Hi Graedek,
Thanks for the link. I was wondering what the actual claim was.
There seem to be several areas that the article you linked claim are "impossible to explain from an evolutionary standpoint" (I always wonder where creationists come up with this idea). I'm not going to try and rebut every single argument in the article (you can explore the Page Museum website I linked to if you're actually interested), but I would like to bring out a few of the specifics for consideration.
1. The article appears to state there are "too many fossils" to be explained by entrapment events. The actual case is that, while there have been millions of
specimens recovered, the actual number of individual animals recovered is consistent with about ten large mammals being trapped every decade over a period of 30,000 years. Not an overwhelmingly impressive number. The article disingenuously neglects to bring out this distinction.
2. The article states that an unexplainable "anomaly" is the ratio of carnivores to herbivores (more of the former than the latter). The article tries to draw a spurious comparison with the ratios in living populations in Africa and Canada, (ratios which are dependent on energy flow and carrying capacity in an ecosystem). In other words, they're trying to compare apples and oranges. The only way this comparison can even be remotely viable is if all entrapment of every animal was completely random and dependent on population density. That isn't the case. One herbivore (say a mammoth) gets trapped. A pack of dire wolves comes in to feed on the unlucky victim and several members are in turn trapped. How many herbivores were trapped and how many carnivores? Isn't it also possible that trapped carnivores might in turn attract even more carnivores or scavengers? Herbivores are likely to avoid a carcass, not approach it, especially if there are carnivores around.
3. Too many eagles. Apparently the author of the article is unaware that eagles, as well as being good hunters, are also quite opportunistic scavengers. How many doves have you seen feeding on dead animals? The same idea as with mammalian carnivores applies. Something gets stuck, something else comes to eat it and also gets stuck. It's also fairly easy to dismiss the comparison to the Arizona tar pit left by a road crew that is the only counter-example the author tries to use to refute the "trapped herbivore attracting carnivore" explanation. Note one glaring discrepancy in that refutation?
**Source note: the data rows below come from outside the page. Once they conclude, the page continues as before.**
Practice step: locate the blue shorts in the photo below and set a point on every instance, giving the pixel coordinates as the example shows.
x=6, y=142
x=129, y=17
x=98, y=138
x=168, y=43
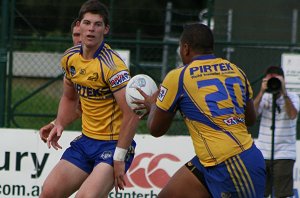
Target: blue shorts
x=242, y=175
x=86, y=153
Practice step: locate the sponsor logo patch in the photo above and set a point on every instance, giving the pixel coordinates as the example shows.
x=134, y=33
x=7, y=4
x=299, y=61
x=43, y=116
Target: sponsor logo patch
x=94, y=77
x=162, y=93
x=106, y=155
x=119, y=78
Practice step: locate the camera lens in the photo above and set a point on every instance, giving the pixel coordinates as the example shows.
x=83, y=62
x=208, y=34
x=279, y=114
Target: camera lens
x=273, y=85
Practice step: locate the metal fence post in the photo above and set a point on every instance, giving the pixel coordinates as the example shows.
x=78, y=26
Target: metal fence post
x=3, y=60
x=168, y=21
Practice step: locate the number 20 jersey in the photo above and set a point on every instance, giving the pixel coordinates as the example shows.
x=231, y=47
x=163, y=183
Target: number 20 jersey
x=211, y=94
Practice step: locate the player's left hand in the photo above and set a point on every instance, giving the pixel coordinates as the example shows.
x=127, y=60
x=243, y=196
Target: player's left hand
x=119, y=174
x=146, y=103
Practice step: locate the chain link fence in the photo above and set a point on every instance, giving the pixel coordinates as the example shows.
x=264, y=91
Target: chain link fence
x=34, y=79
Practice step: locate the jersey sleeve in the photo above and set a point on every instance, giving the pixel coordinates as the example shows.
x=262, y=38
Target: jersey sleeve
x=118, y=76
x=169, y=92
x=63, y=64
See any large mammals being trapped in the Arizona example? See any reason for an eagle or other known scavenger bird to land in it?
4. The article claims there are too many landbirds vs waterbirds. Excuse me? Tar looks like water? The tarpits are a land-based phenomenon. Why is it surprising that land based birds such as turkeys would be more likely to wander in...?
5. Damaged bones. I'm going to quote the article directly, here.
quote:
The superior grade of preservation that characterized the individual specimens stood in stark contrast to the ravaged appearance of the fossil material as a whole. A majority of the bones were damaged in some way: sharp-edged broken ends, splinters, cracks, impact depressions, deep grooves, broken-off chips, and/or heavy abrasions.
And the explanation that the article seems unaware of:
Conditions of fossilization from the Page Museum site.
I think that's enough for now. I hope I've shown that yet another CRS article doesn't hold up very well under any kind of scrutiny.